At the Transfiguration, the Father again identified Jesus in terms of Ps 2:7 and Isa 42:1, adding Deut 18:15 as well—Jesus was the greater Prophet to come (Deut 18:15, “it is to him you shall listen”). The Father stated, “This is my beloved Son, with whom I am well pleased; listen to him” (Matt 17:5; see also Mark 9:7 and Luke 9:35).
Two NT letters mention Ps 2:7 as well. Peter recounts the Transfiguration in 2 Pet 1:17, and Heb 1:5 and 5:5 quote Ps 2:7 in application to Christ to show how He is superior to angels and the Levitical priests.
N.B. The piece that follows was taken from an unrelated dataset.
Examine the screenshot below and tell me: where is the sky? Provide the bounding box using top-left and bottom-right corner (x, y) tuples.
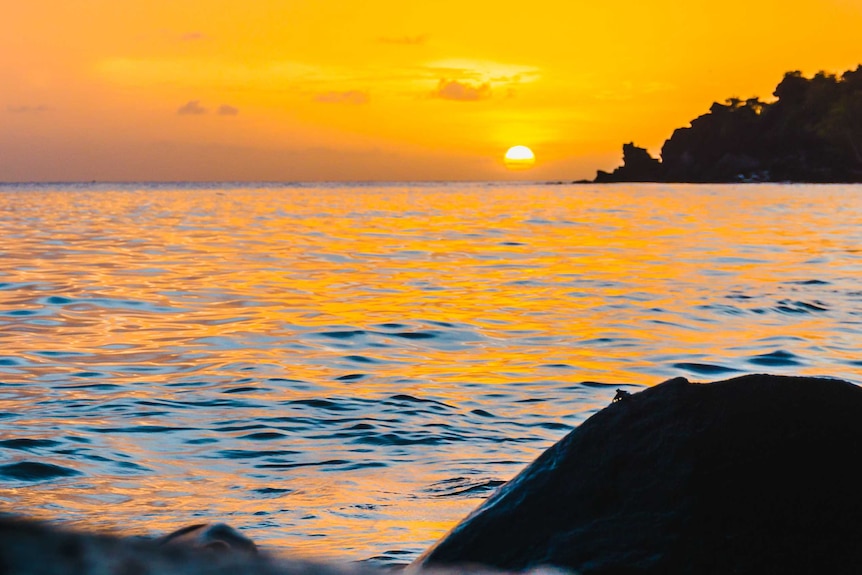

But, while Jesus has been announced as the Davidic king, He is yet to sit on David’s throne in Jerusalem. Just as David was anointed king and given the Spirit but waited for a time for his kingdom (cf. 1 Sam 16:1–13), so also Jesus was baptized, received the Spirit, and waits for a kingdom all His own as well (cf. Rev 3:21). The difference between David and Jesus, however, is that, while David was on the run from His enemies until he became king, Jesus currently sits enthroned with the Father over all things until He comes again to put down His enemies and take His earthly kingdom to Himself (Heb 10:12–13). When He does come, “then he will sit on his glorious throne” (Matt 25:31). What a glorious day for the Son that will be!